Malgré ses précautions pour dissimuler le fait qu’il soigne des malades, Shelton fera plusieurs séjours en prison – pour exercice illégal de la médecine –  et finira ruiné par un procès. Mais c’est de lui que s’inspireront tous les promoteurs d’une autre méthode de guérison. En particulier Albert Mosséri sera l’un de ses disciples et il créera en 1960 la « Maison de l’hygiène naturelle » en France pour divulguer la pratique du jeûne hygiéniste.

Un changement dans les mentalités s’opère dans les dernières décennies.

Dans les dernières décennies du 20ème siècle le mouvement écologique va prendre de l’ampleur. Les progrès dans la connaissance des mécanismes du vivant vont peu à peu montrer que les processus sont beaucoup plus complexes que l’on pensait et qu’il est plus raisonnable de laisser ces nombreuses interactions agir librement que d’intervenir dans des équilibres très fragiles. Ce retour au naturel va soutenir les promoteurs du jeûne.

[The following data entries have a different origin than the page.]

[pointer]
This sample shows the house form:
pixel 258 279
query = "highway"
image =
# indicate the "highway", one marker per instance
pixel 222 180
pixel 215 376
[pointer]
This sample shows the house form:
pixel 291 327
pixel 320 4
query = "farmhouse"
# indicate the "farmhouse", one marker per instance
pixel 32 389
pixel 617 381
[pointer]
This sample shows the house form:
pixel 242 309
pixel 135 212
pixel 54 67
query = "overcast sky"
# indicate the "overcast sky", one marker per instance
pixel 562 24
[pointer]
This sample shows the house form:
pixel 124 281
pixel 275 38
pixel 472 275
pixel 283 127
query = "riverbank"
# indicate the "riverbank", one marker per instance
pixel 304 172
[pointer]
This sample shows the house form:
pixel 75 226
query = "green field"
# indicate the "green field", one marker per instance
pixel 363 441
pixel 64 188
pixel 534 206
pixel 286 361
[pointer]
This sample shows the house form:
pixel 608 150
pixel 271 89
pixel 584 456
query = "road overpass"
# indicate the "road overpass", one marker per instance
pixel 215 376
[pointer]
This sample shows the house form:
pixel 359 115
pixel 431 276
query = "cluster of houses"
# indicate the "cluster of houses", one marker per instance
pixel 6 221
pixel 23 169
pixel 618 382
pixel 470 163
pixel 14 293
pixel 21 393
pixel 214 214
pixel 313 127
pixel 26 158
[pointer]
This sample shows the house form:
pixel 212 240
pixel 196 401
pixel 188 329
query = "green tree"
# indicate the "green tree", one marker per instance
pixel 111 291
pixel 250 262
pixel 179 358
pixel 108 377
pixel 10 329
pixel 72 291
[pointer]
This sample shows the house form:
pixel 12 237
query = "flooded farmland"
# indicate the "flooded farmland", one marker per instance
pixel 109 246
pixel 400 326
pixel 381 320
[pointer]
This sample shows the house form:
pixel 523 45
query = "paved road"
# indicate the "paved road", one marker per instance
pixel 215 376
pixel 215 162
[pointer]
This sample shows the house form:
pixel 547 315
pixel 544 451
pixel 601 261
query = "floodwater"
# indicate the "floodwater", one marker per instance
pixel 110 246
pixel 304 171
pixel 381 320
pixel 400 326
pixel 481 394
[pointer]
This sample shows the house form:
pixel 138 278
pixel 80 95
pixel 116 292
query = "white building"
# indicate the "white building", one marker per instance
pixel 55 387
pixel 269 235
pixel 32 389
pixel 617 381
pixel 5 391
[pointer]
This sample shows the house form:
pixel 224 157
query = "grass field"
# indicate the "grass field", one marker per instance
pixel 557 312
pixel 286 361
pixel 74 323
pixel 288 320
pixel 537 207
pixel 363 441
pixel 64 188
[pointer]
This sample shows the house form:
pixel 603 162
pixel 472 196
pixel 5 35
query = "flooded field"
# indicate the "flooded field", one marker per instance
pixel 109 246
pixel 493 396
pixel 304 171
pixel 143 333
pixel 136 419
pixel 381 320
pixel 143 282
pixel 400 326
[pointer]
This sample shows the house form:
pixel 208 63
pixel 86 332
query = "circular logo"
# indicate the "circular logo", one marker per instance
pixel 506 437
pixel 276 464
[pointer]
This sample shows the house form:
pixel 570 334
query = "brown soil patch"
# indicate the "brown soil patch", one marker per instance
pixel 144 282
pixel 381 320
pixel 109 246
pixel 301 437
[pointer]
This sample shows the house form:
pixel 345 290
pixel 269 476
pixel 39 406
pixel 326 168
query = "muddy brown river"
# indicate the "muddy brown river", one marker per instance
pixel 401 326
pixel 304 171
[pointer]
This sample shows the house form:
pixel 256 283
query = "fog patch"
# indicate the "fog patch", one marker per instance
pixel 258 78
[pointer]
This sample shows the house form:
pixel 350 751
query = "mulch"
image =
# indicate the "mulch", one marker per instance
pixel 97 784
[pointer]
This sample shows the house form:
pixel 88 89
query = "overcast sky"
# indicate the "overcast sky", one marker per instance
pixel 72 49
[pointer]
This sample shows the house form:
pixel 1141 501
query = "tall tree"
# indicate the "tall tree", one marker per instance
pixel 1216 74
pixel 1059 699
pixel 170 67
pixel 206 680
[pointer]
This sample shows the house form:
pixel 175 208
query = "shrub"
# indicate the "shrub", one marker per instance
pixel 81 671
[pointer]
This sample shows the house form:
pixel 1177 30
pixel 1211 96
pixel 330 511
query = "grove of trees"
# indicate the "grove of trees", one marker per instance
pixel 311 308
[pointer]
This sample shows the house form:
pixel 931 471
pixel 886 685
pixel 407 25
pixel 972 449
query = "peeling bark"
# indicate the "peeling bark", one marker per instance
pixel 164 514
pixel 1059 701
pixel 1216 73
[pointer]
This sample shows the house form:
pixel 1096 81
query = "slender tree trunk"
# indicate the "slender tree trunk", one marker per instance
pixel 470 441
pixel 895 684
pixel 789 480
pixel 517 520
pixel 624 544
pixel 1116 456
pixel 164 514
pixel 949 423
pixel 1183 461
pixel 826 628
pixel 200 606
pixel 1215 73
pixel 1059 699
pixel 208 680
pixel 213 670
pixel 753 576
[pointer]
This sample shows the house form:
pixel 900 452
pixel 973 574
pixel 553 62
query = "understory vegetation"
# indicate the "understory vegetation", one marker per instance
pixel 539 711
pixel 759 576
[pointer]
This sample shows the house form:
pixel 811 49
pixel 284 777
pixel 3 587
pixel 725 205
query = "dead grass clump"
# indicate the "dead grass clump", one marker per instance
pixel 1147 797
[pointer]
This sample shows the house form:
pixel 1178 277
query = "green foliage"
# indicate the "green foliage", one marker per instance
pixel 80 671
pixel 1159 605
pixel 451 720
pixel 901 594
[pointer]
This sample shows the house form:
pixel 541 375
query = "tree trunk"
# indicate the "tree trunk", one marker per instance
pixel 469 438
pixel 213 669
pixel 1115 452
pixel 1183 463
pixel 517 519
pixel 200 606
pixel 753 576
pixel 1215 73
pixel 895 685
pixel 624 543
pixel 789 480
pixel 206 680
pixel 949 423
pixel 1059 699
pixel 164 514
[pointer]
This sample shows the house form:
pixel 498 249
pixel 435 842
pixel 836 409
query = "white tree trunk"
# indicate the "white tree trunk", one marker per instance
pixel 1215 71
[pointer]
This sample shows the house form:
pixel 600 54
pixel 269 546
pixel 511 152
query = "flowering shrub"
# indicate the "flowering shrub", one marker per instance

A partir des années 1990 le jeûne va se développer en France sous l’influence du jeûne médical institué par le Docteur Büchinger en Allemagne. Contrairement au jeûne hygiéniste qui prône une diète stricte (seulement boire de l’eau) le jeûne Büchinger permet l’absorption d’un peu de jus de fruits et de jus filtré de légumes, soit un apport calorique d’environ 250 kcal (besoin journalier environ 2000 kcal.). Cette méthode plus douce mais qui apporte les mêmes bienfaits va être popularisée par les époux Bölling dans la Drôme où ils vont ouvrir un centre de jeûne pour la remise en forme. Depuis presqu’une cinquantaine de centre de jeûne se sont créés en France et accueillent par an plus de 5000 personnes. On est encore loin de la pénétration du jeûne en Allemagne. On estime à 15% le nombre de personnes ayant fait un jeûne chez nos voisins, c’est-à-dire environ 1,5 millions de personnes! Parallèlement la consommation de médicaments est deux fois plus importante en France qu’en Allemagne! Un français avale en moyenne 4 pilules par jour! Y a-t-il une corrélation entre la consommation de médicaments et la pratique du jeûne? Ou bien simplement un plus grand pragmatisme de l’autre côté du Rhin: ce qui guérit, guérit, et doit être pris en compte. Il y a deux cliniques, en Allemagne, proposant des cures de jeûne comme méthode de guérison, la clinique Büchinger et un département de l’hôpital de la Charité à Berlin. Plusieurs centaines de malades y sont soignés chaque année.

Les choses évoluent aussi en France. Il existe plus de 50 centres qui proposent des semaines de remise en forme par le jeûne et la randonnée. On estime à plus de 5000 le nombre de personnes qui jeûnent chaque année, chiffre très en dessous de la vérité car les personnes qui jeûnent par elles-mêmes ne peuvent pas être comptabilisées. Alors pourquoi ne pas essayer?